Thats the only valid assumption I figure that can be made. Whether its true or not, one cannot say because reallife world data isn't available. The only data that is available to date says otherwise. It still doesn't address the statement however, so your hypothesis; however valid you may believe it to be by pushing it down the food chain to the user. Is valid only in the sense that no one can either prove or disprove it today.
However, we can forecast on the tiny bit of data that we do have. With things like Selinux (MAC, RBAC) systems being implemented into Unix via kernel and userspace utils. Allowing ones programs to run in security context against verified policy. It's going to be hard to write malware for a default install or system. It's probably going to be even harder to write malware for said system to disable that.
For the "Mallory". It'll always be easy to con a sucker. A user wouldn't give a mover the keys to their place without verification and someone being around. So user education should be aligned with some of these more simple ideas for it to hit home. User education; is important in this process.
Like the Mac-community should be impressed by that number of 400.000 potential wintel-switchers. We'd rather not have them cause as the saying goes: *The more attention you are getting the more trouble is also comming with it.* Oh,someone mentioned that he was not impressed by the Mac-mini and gave it away. Well, the Mac and it's OS is not there to be impressed like some MSN screencaps folks go gaga over like it is the next big thing. The Mac and it's OS are most of all made to be functional and straightforward. Only it's hardeware is made to drool you over. But hey! if you are not into Art, it surely shows you have no taste as in quality taste. I would suggest you stick with your custom christmas tree computer with all those flashbulbs(blue/red) and lousy OS from Redmond you'd love to tweak...
" Always look on the bright side of life "

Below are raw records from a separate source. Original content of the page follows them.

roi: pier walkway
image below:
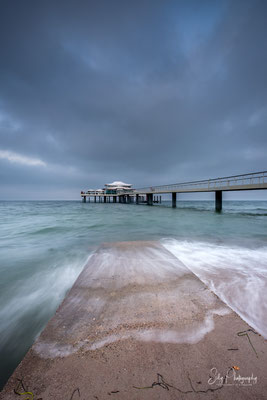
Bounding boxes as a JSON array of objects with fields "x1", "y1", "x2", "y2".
[{"x1": 81, "y1": 171, "x2": 267, "y2": 212}]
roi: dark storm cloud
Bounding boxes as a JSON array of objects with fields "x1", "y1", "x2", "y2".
[{"x1": 0, "y1": 0, "x2": 267, "y2": 198}]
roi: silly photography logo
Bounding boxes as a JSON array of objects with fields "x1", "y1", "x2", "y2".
[{"x1": 208, "y1": 366, "x2": 258, "y2": 386}]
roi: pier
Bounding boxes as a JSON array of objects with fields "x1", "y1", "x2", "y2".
[{"x1": 81, "y1": 171, "x2": 267, "y2": 212}]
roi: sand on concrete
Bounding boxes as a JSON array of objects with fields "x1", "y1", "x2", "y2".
[{"x1": 0, "y1": 242, "x2": 267, "y2": 400}]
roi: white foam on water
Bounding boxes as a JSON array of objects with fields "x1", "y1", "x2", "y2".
[{"x1": 161, "y1": 239, "x2": 267, "y2": 338}]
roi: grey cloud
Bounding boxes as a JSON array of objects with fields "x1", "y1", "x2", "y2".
[{"x1": 0, "y1": 0, "x2": 267, "y2": 198}]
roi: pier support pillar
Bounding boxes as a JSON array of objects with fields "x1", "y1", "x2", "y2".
[
  {"x1": 172, "y1": 193, "x2": 176, "y2": 208},
  {"x1": 215, "y1": 190, "x2": 222, "y2": 212},
  {"x1": 146, "y1": 193, "x2": 153, "y2": 206}
]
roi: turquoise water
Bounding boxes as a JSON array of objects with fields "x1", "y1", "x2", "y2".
[{"x1": 0, "y1": 201, "x2": 267, "y2": 386}]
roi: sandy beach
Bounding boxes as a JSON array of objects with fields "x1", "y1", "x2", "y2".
[{"x1": 0, "y1": 242, "x2": 267, "y2": 400}]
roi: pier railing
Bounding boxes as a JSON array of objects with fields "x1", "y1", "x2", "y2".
[{"x1": 132, "y1": 171, "x2": 267, "y2": 194}]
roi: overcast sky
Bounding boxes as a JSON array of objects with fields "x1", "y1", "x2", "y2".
[{"x1": 0, "y1": 0, "x2": 267, "y2": 199}]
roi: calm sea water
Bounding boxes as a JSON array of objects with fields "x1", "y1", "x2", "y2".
[{"x1": 0, "y1": 201, "x2": 267, "y2": 387}]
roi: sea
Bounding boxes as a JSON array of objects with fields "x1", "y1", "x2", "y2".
[{"x1": 0, "y1": 201, "x2": 267, "y2": 388}]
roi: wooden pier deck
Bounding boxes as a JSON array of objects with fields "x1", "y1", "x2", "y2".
[{"x1": 81, "y1": 171, "x2": 267, "y2": 212}]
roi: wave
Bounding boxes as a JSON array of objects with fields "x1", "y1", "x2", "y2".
[{"x1": 161, "y1": 239, "x2": 267, "y2": 339}]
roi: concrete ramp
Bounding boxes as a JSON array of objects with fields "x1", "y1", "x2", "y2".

All I'm saying is that Unix (and its security model) is not a silver bullet for anything. The previous poster to whom I was responding made a few remarks which just didn't make any sense to me -- so I refuted them with specific examples of where Unix security hasn't been up to par...and again, not that I think dislike most Unix-ish OS'es - I never made that claim. This user clearly hadn't been using Unix (or Unix-like) systems for very long. I didn't say that I thought that Microsoft had done a particularly good job with their security -- their track record tends to prove otherwise.
In the case of malware, I am arguing that it will go to whatever the most the most widely used desktop platform is. It has very little to do with security, since the only concern is exploiting an account in userspace. My comments also had nothing to do with actual OS security and the OS with the most market share. We're not having a scientific discussion here. There is no data, because commercial malware is a relatively new phonomena. I think that we'll agree that it all comes down to the user. That was my original point: want better security, build a better user.
You are right, however, it is a tired argument. Where it ended up was not where I had intended to go.
I don't think that this tells us anything. To begin with, you're talking about a ~40 year old OS (which, at this point has become more of a concept than an OS -- with all of the varaints) and comparing the number of bugs to an OS family that's less than 20 years old. Also, are you just talking about the kernel, or the kernel and all of the associated applications and services? Microsoft tried to use these metrics to show that Microsoft's OS'es were more secure than Linux. It didn't convince me of anything then and it wouldn't if it 'showed' that Linux were more secure.